Best of both worlds, durable longer lasting carbon edge, stainless clad for easy maintanence. Bit on the heftier side so it can do a bit more abuse, and comes in under your 150.00 price tag.

And the patina looks wicked once it sets in with a great contrast to the stainless.
 
It would be nice to know more about what he will be using the knives for, does he want the same profile on both? Western or Japanese?

^that, plus type of cutting board, grip style, cut technique, et.. ??? More info to better select a knife with appropriate steel+profile+geometry.

Mean while, lookup these knives, maybe one of them hit the right note:

Gesshin Uraku stainless 210mm wa-gyuto at Japaneseknifeimports
V2 - Kumagoro Hammer finish gyuto 210mm at Epicureanedge
SKD- Yoshikane gyuto 210mm at Epicureanedge <= semi-stainless will patina, stupid long edge retention
AS - Moritaka Gyuto 210mm at ChefKnivesToGo <= a small chance of requires a little DIY to correct un-even grind
 
I will go with the 210 mm Hiromoto AS core stainless clad.

Best of both worlds, durable longer lasting carbon edge, stainless clad for easy maintanence. Bit on the heftier side so it can do a bit more abuse, and comes in under your 150.00 price tag.

And the patina looks wicked once it sets in with a great contrast to the stainless.

:thumbup: a very good choice. Would be perfect if it has an octagonal wa-handle.
 
Strongly asymmetric, right biased, blade right side convex, left one flat, small V bevels, proportion 70/30 (right/left), angles some 10-12 degree right, 15 degree left. Use a J400-500 to set the bevels in order to deal with tungsten carbides.
 
In addition to the ones mentioned by Kalaeb and bluntcut, the Aritsugu A-type supposedly is made from some sort of tool-steel on steroids. Ubber crazy edge retention, but may come unsharpened and has been known to give experienced sharpeners heartburn.

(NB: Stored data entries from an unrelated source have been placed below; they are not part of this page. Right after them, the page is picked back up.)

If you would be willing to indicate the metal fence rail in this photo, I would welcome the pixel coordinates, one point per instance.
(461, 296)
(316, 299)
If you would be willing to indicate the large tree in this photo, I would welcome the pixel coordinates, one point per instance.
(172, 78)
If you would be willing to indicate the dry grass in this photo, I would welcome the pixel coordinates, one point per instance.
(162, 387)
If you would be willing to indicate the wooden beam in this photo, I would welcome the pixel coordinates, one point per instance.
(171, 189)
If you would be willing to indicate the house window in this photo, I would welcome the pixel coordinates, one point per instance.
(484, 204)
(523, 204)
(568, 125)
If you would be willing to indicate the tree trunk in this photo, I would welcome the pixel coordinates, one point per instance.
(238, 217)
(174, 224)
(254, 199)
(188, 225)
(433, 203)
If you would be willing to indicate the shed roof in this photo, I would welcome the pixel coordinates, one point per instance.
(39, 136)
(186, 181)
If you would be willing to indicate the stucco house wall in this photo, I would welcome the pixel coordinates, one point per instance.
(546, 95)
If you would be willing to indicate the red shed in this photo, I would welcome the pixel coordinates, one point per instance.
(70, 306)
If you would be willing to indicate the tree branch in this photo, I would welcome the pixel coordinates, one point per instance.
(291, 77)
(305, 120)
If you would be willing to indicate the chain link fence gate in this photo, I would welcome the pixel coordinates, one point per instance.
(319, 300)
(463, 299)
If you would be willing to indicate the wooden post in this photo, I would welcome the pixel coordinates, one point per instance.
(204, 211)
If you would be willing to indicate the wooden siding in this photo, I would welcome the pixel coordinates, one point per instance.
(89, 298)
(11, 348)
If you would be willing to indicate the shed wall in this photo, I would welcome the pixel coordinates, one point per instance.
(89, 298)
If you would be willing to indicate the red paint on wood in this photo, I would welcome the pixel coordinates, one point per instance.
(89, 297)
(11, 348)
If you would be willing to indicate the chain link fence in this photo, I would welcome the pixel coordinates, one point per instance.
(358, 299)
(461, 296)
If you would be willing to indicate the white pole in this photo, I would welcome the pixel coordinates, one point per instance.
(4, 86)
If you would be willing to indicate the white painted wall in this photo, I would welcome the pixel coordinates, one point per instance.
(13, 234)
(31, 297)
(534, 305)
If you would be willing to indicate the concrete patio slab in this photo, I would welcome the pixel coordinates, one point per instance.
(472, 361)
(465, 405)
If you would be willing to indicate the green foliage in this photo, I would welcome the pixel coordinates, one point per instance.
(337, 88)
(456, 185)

I'm with justsomedude on the Shun VG-10 (classics).
 
anybody know if the hiromoto AS is anywhere near a Takedasan blade? Because that is my grail kitchen knife.
 
anybody know if the hiromoto AS is anywhere near a Takedasan blade? Because that is my grail kitchen knife.

Not even close. The only similarity is the AS steel, even then, they perform at different levels. The Takedas really don't have great geometry, except that they are usually so thin, it matters little. The Takeda will feel more nimble, despite being a "larger" knife, and the Takeda will flex(not in a bad way). The Hiros, while great cutters out of the box can really use some thinning to reach better potential.

The Takeda is a great "grail" knife. You may buy many others, but they always seem to be in rotation.